The exact equations are (recalling from memory):

a = point 1 screen x in frame 1

b = point 1 screen y in frame 1

c = point 2 screen x in frame 1

d = point 2 screen y in frame 1

e = point 3 screen x in frame 1

f = point 3 screen y in frame 1

g = point 4 screen x in frame 1

h = point 4 screen y in frame 1

i = point 5 screen x in frame 1

j = point 5 screen y in frame 1

k = point 1 screen x in frame 2

l = point 1 screen y in frame 2

m = point 2 screen x in frame 2

n = point 2 screen y in frame 2

o = point 3 screen x in frame 2

p = point 3 screen y in frame 2

q = point 4 screen x in frame 2

r = point 4 screen y in frame 2

s = point 5 screen x in frame 2

t = point 5 screen y in frame 2

The points must be in the range (-1,+1) of the screen's space, with eg up being +1 and right +1, for my implementation of these equations.

u = screen field of view angle horizontally

v = screen field of view angle vertically

w = camera frame 2 offset from 1 relative x position coordinate

x = camera frame 2 offset from 1 relative y position coordinate

y = camera frame 2 offset from 1 relative z position coordinate

z = camera frame 2 view vector x coordinate of total length 1, with frame 1's being vector (0,0,1)

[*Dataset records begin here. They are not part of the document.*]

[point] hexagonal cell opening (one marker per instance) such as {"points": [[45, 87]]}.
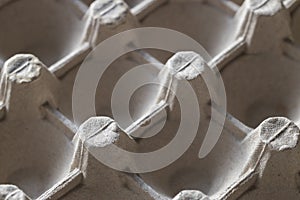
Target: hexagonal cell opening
{"points": [[209, 25], [34, 156], [48, 29], [259, 87]]}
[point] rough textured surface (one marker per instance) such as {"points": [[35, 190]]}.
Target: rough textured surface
{"points": [[254, 44]]}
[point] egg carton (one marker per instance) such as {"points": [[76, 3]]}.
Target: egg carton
{"points": [[46, 154]]}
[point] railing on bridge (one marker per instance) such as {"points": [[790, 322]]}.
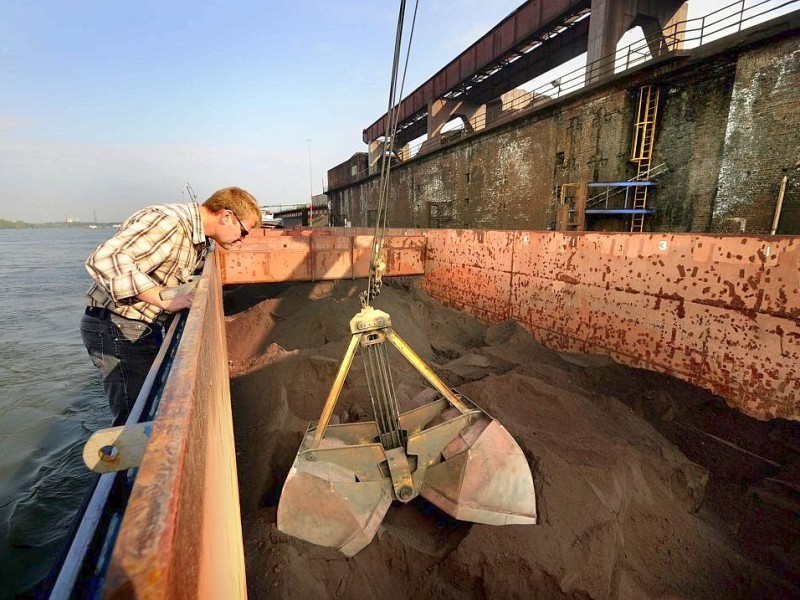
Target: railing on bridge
{"points": [[688, 34]]}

A = camera frame 2 view vector y coordinate of total length 1, with frame 1's being vector (0,0,1)

B = camera frame 2 view vector z coordinate of total length 1, with frame 1's being vector (0,0,1)

C = camera frame 2 right vector x coordinate of total length 1, with frame 1's being vector (1,0,0)

D = camera frame 2 right vector y coordinate of total length 1, with frame 1's being vector (1,0,0)

E = camera frame 2 right vector z coordinate of total length 1, with frame 1's being vector (1,0,0)

F = camera frame 2 up vector x coordinate of total length 1, with frame 1's being vector (0,1,0)

G = camera frame 2 up vector y coordinate of total length 1, with frame 1's being vector (0,1,0)

H = camera frame 2 up vector z coordinate of total length 1, with frame 1's being vector (0,1,0)

By the way, whenever you solve for and simplify a solution for a variable in the main equation, you have to substitute that in ALL the other equations. The way I did it was, I kept track of all the other previous variables that I solved for and substituted, and the order in which I substituted them, that I then do the same on all the second main equations I use, before combining with the first main one (by solving for another variable in one, and substituting that variable in the other with the solution of the variable using all the other remaining variables).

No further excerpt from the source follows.